Aquella mudanza, la primera que recordaba, había sido un verdadero trastorno. La furia purgatoria que la familia ganaría con los años era débil todavía (o Meme muy fuerte) y sus padres se llevaron hasta la última caja de fósforos para la casa del Bajo que siempre fue demasiado chica para los muebles enormes de los bisabuelos.
Después, la vida la acostumbró a esos sobresaltos habitacionales, que fueron perfeccionando el arte de desechar y rematar, porque sus padres cambiaban de casa, de barrio, de muebles, con frecuencia, llevados por los vaivenes económicos a veces, por el puro gusto de renovar, otras. Meme interpretaba, cada vez, su escena del Martín Fierro, hasta que murió, por el tiempo en que cursaban el apartamento de la capital, ése que tanto le gustaba a mamá, y se mudaron las dos, Meme y su madre, definitivamente, a la bóveda familiar en el cementerio de San Martín. O no tan definitivamente, en realidad, porque unos años después, el vejestorio de cemento se sobrepobló de tíos y primos con más derechos de estadía y hubo que mudarlas a un cementerio jardín de las afueras.
Carmela pensaba en eso, mientras revolvía los roperos de su propia casa, la tercera desde que estaba casada, para descartar todo lo que no se llevaría. Había adquirido una enorme destreza para deshacerse de objetos y ya no le causaba pena ni enojo regalar libros, ropa, discos, cuadros, ni tirar a la basura las pesadas carpetas del jardín de infantes de los chicos o las tacitas viudas de plato de su primera vajilla, con las asas quebradas que nunca encontró el momento de pegar. Todo lo que quedó sin su par, asimétrico, huérfano, abollado, vencido, se va al tacho. Y allá  fueron cucharas, candelabros, bolígrafos con poca tinta, fascículos sueltos de colecciones nunca continuadas, medicamentos que ya no curaban, relojes despertadores que ya no despertaban, en fin, cosas a medias.
Menos los diarios íntimos, por supuesto. No esos doce cuadernos de letra desigual, de dibujos, fotos y pegotines que habían empezado a desprenderse, aunque registraran de manera incompleta tanta insignificancia desde los trece años. Carmela releyó al azar algunas páginas y se asombró de sí misma, de la que había sido alguna vez. Le costó reconocerse y eso que no hacía tanto tiempo.
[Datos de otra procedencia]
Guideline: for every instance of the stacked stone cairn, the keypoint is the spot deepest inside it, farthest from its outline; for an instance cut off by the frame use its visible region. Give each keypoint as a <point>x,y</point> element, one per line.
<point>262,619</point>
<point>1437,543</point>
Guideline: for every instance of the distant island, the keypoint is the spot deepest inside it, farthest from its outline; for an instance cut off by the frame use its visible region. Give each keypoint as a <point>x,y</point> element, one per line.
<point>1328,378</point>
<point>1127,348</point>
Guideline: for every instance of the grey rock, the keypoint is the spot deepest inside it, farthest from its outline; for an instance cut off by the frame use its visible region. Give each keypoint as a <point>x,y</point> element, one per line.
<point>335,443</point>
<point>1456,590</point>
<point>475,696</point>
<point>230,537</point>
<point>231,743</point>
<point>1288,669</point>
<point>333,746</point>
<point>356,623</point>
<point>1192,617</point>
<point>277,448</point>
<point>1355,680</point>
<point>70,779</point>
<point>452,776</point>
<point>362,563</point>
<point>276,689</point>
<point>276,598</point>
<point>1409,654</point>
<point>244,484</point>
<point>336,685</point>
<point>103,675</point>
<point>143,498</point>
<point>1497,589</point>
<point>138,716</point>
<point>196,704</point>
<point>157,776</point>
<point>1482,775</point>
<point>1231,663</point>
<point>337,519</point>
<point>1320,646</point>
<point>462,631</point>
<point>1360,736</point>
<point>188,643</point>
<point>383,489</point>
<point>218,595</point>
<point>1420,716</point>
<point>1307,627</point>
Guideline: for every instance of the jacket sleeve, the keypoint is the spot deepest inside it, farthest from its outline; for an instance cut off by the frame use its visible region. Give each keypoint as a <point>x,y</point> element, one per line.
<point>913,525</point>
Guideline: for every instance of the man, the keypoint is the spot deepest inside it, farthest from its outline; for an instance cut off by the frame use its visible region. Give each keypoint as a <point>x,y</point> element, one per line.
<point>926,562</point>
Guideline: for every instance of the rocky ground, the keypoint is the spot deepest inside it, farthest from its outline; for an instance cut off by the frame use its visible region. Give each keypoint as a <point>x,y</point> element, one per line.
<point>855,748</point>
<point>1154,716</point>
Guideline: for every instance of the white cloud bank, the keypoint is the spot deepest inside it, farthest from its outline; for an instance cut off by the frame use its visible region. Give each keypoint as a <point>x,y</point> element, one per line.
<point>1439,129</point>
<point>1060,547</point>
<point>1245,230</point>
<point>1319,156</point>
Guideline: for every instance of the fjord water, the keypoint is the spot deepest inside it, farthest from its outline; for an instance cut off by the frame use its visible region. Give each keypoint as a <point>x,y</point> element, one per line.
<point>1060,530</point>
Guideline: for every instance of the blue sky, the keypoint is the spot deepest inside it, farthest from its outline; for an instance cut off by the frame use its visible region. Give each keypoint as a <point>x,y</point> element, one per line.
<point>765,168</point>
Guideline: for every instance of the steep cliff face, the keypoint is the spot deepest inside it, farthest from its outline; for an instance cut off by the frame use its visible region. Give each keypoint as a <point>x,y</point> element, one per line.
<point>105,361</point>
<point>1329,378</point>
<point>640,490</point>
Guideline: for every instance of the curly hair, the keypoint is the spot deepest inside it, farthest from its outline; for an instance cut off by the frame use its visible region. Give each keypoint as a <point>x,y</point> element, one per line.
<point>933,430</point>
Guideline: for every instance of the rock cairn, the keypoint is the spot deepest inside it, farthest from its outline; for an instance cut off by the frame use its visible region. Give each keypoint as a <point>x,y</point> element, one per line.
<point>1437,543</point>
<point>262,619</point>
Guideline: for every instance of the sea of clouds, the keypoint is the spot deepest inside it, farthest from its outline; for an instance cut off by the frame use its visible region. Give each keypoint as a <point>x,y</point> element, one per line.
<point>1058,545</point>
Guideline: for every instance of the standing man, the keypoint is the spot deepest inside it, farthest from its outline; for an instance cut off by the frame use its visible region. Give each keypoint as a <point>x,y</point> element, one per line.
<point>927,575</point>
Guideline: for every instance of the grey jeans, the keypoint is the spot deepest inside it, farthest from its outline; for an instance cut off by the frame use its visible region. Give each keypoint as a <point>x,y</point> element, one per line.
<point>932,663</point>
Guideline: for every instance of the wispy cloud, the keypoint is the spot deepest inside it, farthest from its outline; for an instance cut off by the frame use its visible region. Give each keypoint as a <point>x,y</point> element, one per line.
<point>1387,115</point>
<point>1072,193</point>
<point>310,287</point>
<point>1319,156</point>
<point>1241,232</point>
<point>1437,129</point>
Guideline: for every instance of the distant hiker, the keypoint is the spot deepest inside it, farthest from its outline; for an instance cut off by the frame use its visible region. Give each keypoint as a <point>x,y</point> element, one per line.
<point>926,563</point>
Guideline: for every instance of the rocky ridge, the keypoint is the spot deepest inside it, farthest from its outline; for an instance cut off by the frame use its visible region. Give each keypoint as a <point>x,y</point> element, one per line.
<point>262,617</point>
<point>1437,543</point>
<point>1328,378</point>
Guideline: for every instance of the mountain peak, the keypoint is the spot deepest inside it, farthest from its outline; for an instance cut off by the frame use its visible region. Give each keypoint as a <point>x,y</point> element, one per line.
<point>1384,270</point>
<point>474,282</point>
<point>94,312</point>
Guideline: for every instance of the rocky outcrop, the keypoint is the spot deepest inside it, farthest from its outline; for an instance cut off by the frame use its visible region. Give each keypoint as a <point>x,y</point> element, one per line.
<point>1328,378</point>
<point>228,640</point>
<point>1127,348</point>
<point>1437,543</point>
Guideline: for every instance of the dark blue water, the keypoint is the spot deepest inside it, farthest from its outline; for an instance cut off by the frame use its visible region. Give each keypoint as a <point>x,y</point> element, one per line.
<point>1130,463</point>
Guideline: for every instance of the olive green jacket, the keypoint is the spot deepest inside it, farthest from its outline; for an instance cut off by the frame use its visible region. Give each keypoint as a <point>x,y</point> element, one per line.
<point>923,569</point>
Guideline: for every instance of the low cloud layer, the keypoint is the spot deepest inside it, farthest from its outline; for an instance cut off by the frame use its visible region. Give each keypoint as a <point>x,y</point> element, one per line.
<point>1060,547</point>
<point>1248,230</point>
Yo no creo que lo hiciera de sentimental, como dijo ella. Los acomodó en la caja de las cosas que no iba a tirar, porque, al fin y al cabo, aunque contaran a medias, esos cuadernos testimoniaban mucho de la edad ligera. Y aunque ella no tuviera mucho drama en hacer de las mudanzas una costumbre, algún hilo tendría que conservar para no perderse en el laberinto de los cambios. 

jueves, 14 de abril de 2011

Vericueto 20: del diario de Carmela

11 de septiembre de 1980

Hacer cansa. Moverse cansa. Hablar cansa. Pensar también cansa. Divertirse cansa, y sufrir... Sufrir es lo que más cansa.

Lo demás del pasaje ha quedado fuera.